Building upon this foundation, an analysis was conducted on the ActivityNet dataset. Given the dataset’s clarity, the overall performance surpasses that of the aforementioned two datasets, with precision reaching 84.7%, notably outperforming other methods. Building upon this success, an analysis of data from the forthcoming art platform was undertaken. The platform’s data stream, characterized by a lower volume, predominantly comprises uploaded short videos and related audio. Selecting pertinent clips for testing, the results for various multimodal data analysis methods are vividly illustrated in Fig. 8.

As shown in Fig. 8, we still compared four types of networks fusing audio and image information such as TFN, and the results showed that all types of methods achieved more than 85% precision, while the network proposed in this article achieved better results under all three types of indexes, and its results showed that the method proposed in this article has a better equilibrium performance, and improves the recognition accuracy to a certain extent.

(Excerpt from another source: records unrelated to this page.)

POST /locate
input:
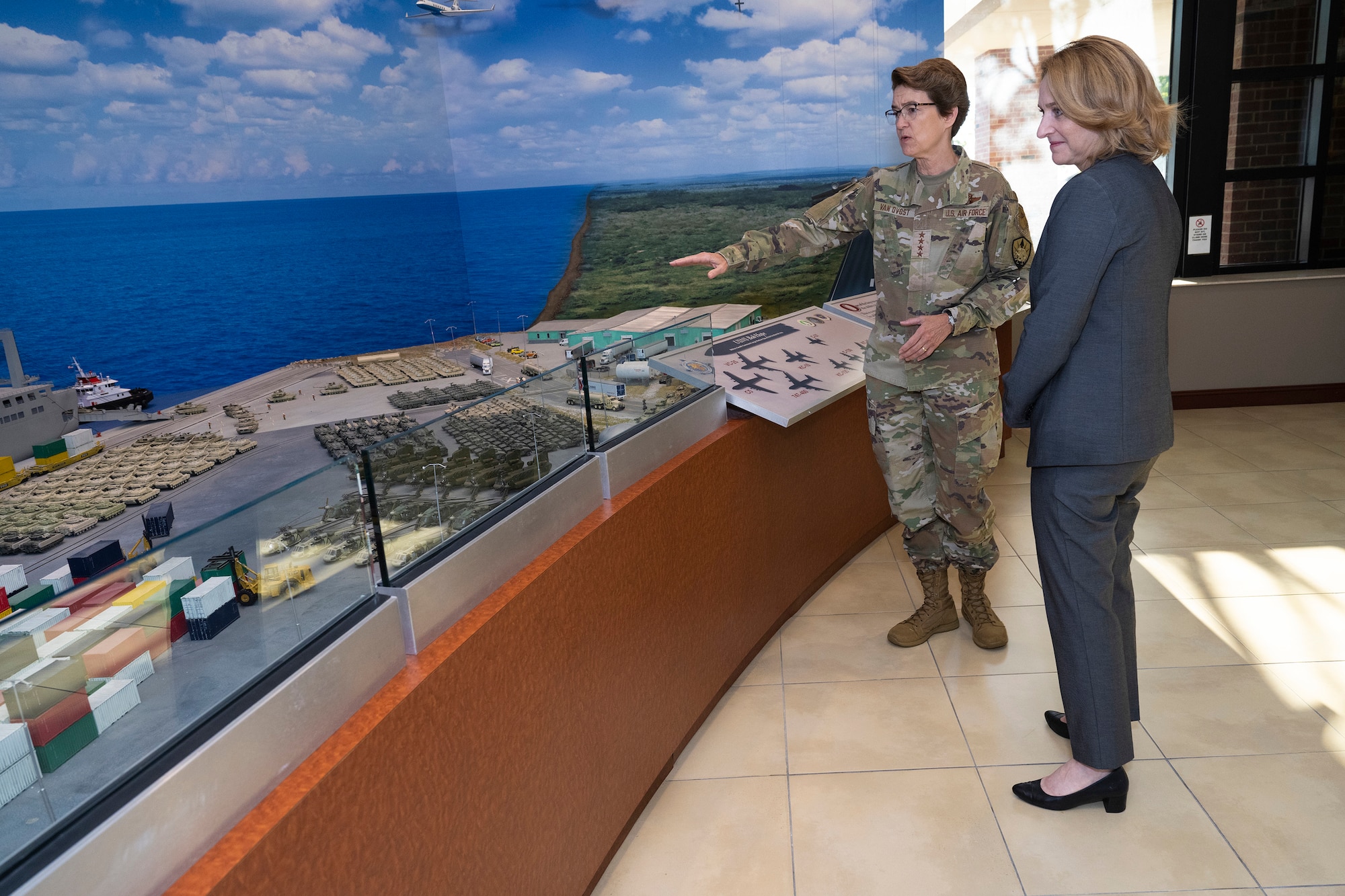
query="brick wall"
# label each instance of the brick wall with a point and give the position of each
(1274, 33)
(1007, 108)
(1334, 220)
(1261, 221)
(1268, 123)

After completing the model analysis, we carried out the ablation experiment of the reinforcement learning module, and its results are shown in Table 5 and Fig. 9.

The mean precision, recall and F1-score and the related standard deviation for reinforcement learning influence is also represented as follows:

In the conducted ablation experiments, the model underwent testing both with and without the incorporation of reinforcement learning on the self-established dataset. The experimental outcomes reveal that the inclusion of the reinforcement learning module enhances the recognition efficacy of the LSTM feature extraction layer employed in this study. Across various batch sizes, the effect observed in the model with the reinforcement learning module surpasses that of the model without, affirming the robustness of the BTSCM method and its ability to achieve superior recognition outcomes.